Adam has become the de facto standard optimizer for deep learning.

Methods Summary

call_model(grads, **_)

Process the gradients of the whole model.

call_param(key, grad, **_)

Process the gradients of a single parameter.

Methods Documentation

call_model(grads, **_)[source]#

Process the gradients of the whole model. The absolute loss value and parameter values are also provided to the optimizer.

This function is useful for implementing custom optimizers that work on the whole model at once.

Parameters:
  • model (NodeType) – The model to process.

  • loss (Float[Array, ""]) – The absolute loss value.

  • grads (dict[str, Float[Array, "..."]]) – The gradients of the model parameters.

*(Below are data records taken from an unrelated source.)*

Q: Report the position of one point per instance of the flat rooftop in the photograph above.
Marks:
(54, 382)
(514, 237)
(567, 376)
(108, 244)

  • values (dict[str, Float[Array, "..."]]) – The parameter values of the model.

Returns:

grads – The processed gradients of the model parameters.

Return type:

dict[str, Float[Array, “…”]]

call_param(key: str, grad: Float[Array, '*s'], **_) Float[Array, '*s'][source]#

Process the gradients of a single parameter. This function is useful for implementing custom optimizers that essentially run the same function for all parameters. This is the case for most well known optimizers.

Parameters:
  • loss (Float[Array, ""]) – The absolute loss value.

  • key (str) – The key of the parameter.

  • grad (Float[Array]) – The gradients of the parameter.

  • param (Float[Array]) – The parameter values.

Returns:

grad – The processed gradients of the parameter.

Return type:

Float[Array]